Keep the results from each replace operation
Put the final result back into the list at the same location

The minimalist modification to your code that achieves this result while still following the same basic design is:

from itertools import count  # So we can track the index to perform replacement at

def redact_words(sentence):
    redacted_sentence = sentence.split()
    for i, word in zip(count(2, 3), redacted_sentence[2::3]):  # Track index and value
        for c in set(word):  # Change name to c; i is for indices, not characters/letters
                             # For minor efficiency gain, dedupe word so we don't replace same char over and over
            if c.isalpha():
                word = word.replace(c, '#')  # Reassign back to word so change not lost
        redacted_sentence[i] = word  # Replace original word in list with altered word
    return " ".join(redacted_sentence)

A faster solution would replace the inner loop with a single-pass regex substitution or (if only ASCII need be handled) str.translate call, replacing O(n²) work per word with O(n) work, e.g.:

import re
from itertools import count  # So we can track the index to perform replacement at

# Precompile regex that matches only alphabetic characters and bind its sub method
# while we're at it    
replace_alpha = re.compile(r'[^\W\d_]').sub

def redact_words(sentence):
    redacted_sentence = sentence.split()
    for i, word in zip(count(2, 3), redacted_sentence[2::3]):  # Track index and value
        # Replace every alphabetic character with # in provided word and replace
        # list's contents at same index
        redacted_sentence[i] = replace_alpha('#', word)
    return " ".join(redacted_sentence)

I have never used itertools before. This just opened up my thinking of looping. Thank you — Thabo Thandekiso, Aug 22 '22 at 17:47
@ThaboThandekiso: Yeah, the `itertools` module has a *ton* of useful features in it. In this case, it's basically just using `itertools.count`+`zip` to handle the fact that `enumerate` doesn't allow you to use a custom `step` along with the custom `start`, so it's not that impressive, but `itertools` offers a *lot* more than that. If you learn it well, then along with `enumerate` and `zip` (and using list comprehensions over loops in some cases) you basically never need to write an unPythonic `for i in range(len(someseq)):` style loop. — ShadowRanger, Aug 22 '22 at 17:49

Shmack · Answer 2 · 2022-08-23T17:44:56.567

-1

Here is a way you can do it.

def redact_words(sentence, red_acted_words=None):
    if red_acted_words is None:
        red_acted_words = sentence.split()[2::3]
    for  rword in red_acted_words:
        nword = ""
        for c in rword:
            if c.isalpha():
                nword = nword + c
        j = "#" * len(nword)
        sentence = sentence.split(nword)
        sentence = j.join(sentence)
    return sentence

redact_words("You cannot drink the word 'water'.", red_acted_words=["water", "drink"])
redact_words("You cannot drink the word 'water'.")

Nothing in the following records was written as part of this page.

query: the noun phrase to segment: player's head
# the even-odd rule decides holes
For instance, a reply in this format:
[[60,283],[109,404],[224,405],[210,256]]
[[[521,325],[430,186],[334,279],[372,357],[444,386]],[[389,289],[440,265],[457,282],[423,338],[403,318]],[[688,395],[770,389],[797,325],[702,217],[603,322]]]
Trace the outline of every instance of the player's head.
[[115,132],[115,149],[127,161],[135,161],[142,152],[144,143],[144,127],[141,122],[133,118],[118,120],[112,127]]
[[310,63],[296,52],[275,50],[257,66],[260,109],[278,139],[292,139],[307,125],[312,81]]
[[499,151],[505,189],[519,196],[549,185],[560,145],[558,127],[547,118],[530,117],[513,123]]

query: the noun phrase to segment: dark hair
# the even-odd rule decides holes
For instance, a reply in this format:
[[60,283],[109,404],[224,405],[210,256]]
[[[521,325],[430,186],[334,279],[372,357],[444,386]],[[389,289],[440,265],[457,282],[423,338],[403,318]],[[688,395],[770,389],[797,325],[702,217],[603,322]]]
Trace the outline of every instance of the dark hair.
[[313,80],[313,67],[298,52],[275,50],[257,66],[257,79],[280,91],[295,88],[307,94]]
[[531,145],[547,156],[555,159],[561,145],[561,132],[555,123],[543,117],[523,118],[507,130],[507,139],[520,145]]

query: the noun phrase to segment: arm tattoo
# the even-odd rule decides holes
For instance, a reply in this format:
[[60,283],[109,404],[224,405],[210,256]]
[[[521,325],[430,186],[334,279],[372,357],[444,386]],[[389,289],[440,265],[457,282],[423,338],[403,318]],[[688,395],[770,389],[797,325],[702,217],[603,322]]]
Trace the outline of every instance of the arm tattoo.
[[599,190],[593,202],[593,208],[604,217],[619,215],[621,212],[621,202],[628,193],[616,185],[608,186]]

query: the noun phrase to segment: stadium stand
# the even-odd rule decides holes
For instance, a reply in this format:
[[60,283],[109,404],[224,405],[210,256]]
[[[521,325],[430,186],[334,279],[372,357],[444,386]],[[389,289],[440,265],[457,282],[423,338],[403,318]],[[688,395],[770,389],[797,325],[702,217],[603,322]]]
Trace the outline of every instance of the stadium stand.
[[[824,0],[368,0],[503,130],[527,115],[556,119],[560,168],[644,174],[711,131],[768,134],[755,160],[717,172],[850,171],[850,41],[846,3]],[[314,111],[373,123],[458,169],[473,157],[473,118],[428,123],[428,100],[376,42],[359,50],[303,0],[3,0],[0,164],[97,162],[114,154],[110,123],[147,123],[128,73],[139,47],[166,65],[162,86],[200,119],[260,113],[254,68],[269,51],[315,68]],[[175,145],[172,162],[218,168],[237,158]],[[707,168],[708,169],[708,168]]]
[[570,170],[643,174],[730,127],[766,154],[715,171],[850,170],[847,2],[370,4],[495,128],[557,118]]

def redact_words(sentence):
    red_acted_words = sentence.split()[2::3]
    for rword in red_acted_words:
        nword = ""
        for c in rword:
            if c.isalpha():
                nword = nword + c
        j = "#" * len(nword)
        sentence = sentence.split(nword)
        sentence = j.join(sentence)
    return sentence

redact_words("You cannot drink the word 'water'.")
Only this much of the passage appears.